Auf der Ge­müse­seite konnte ich zwei neue Bekannt­schaften machen: Einer­seits gab es gekochte, zu einem pikanten Salat ver­arbeitete Schwarz­augen­bohnen (Bori), die mit ihrem Kreuz­kümmel­akzent sehr an die ent­sprechend zube­reiteten Kicher­erbsen (Chana) erin­nerten, aller­dings mit einer mehlige­ren Kon­sistenz. In­novativer fand ich einen Salat aus Erbsen und rohem grünen Knob­lauch (Lasun Motar Kosa), der mit Koriander­pulver und Sesamöl zubereitet ist und deshalb, wie viele Newari-Speisen, sowohl indische als auch chinesische Elemente aufweist.
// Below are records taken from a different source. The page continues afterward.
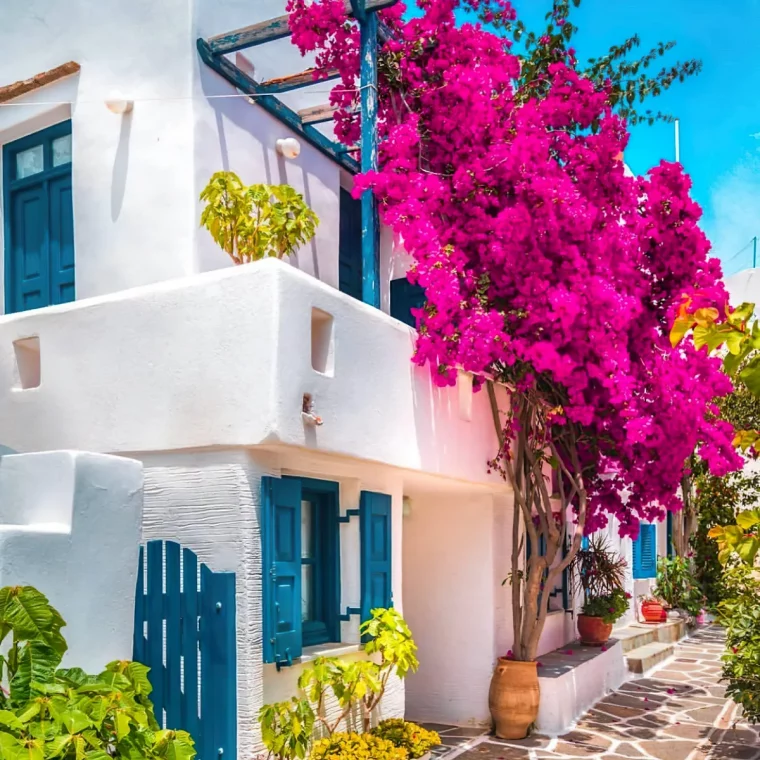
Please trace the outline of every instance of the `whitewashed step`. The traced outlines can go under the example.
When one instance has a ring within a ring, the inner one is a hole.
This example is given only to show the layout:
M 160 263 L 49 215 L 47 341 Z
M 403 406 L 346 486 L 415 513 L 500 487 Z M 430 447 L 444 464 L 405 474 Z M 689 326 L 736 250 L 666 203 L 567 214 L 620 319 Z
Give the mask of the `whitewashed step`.
M 663 660 L 667 660 L 675 651 L 675 643 L 654 641 L 650 644 L 631 649 L 625 655 L 628 670 L 632 673 L 646 673 Z

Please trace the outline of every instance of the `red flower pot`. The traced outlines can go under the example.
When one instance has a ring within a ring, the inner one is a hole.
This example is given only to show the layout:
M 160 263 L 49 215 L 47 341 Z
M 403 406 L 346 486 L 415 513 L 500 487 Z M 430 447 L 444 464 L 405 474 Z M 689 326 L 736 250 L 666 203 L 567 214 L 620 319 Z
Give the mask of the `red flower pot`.
M 612 623 L 605 623 L 600 617 L 578 615 L 578 636 L 581 644 L 590 647 L 600 647 L 610 640 Z
M 644 602 L 641 614 L 647 623 L 664 623 L 668 619 L 665 608 L 659 602 Z

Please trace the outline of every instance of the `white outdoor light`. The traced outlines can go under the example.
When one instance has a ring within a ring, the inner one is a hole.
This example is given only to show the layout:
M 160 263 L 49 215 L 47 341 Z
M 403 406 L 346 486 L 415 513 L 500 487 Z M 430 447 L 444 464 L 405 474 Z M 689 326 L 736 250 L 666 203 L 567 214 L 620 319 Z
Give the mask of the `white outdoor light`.
M 106 100 L 106 108 L 115 114 L 129 113 L 135 105 L 134 100 L 127 100 L 121 93 L 115 92 Z
M 276 146 L 277 152 L 283 158 L 298 158 L 301 155 L 301 143 L 295 137 L 280 138 Z

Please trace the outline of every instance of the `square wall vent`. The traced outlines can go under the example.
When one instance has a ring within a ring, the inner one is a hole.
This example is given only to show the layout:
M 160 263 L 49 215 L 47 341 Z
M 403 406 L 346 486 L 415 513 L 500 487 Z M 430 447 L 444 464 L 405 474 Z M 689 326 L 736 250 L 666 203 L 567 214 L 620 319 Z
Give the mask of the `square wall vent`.
M 39 388 L 41 379 L 39 337 L 14 340 L 13 351 L 16 354 L 16 387 L 24 391 Z

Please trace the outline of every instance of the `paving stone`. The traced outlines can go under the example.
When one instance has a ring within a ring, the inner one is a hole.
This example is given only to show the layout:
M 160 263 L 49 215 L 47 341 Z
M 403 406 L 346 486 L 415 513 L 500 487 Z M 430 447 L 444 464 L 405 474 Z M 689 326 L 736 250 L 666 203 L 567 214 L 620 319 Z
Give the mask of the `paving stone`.
M 675 645 L 674 658 L 602 699 L 559 739 L 484 739 L 478 729 L 426 724 L 450 745 L 436 748 L 436 760 L 454 752 L 462 760 L 760 760 L 760 729 L 741 720 L 719 682 L 721 652 L 719 628 L 696 631 Z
Der Gemü­se­salat Achar schmeckte, wahr­schein­lich bedingt durch die winter­liche Jahres­zeit, wesent­lich „fermen­tierter“ als bei meinem letzten Be­such; offen­bar wird er im Som­mer frisch gemacht, während man im Winter von den Vorräten lebt. In einigen Fällen „mous­sierte“ er sogar auf der Zunge, offen­bar eine Folge von Kohlen­dioxid produ­zierenden Hefen. Damit näherte er sich geschmack­lich an die indischen Pickles (die ja ebenfalls Achar heißen) an, die allerdings viel öli­ger und inten­siver schmecken und nur in Tee­löffel­mengen zum Essen genossen werden. Wie bereits beim letzten Mal fiel mir der extrem dunkel geröstete Bockshornklee auf.

Damit ist das friedliche Nepal wieder einmal am Ende, und bereits heute abend mache ich mich wieder nach Indien auf. Nächste Woche melde ich mich dann aus Varanasi am Ufer der Ganga, der vielleicht heiligsten Stadt Indiens.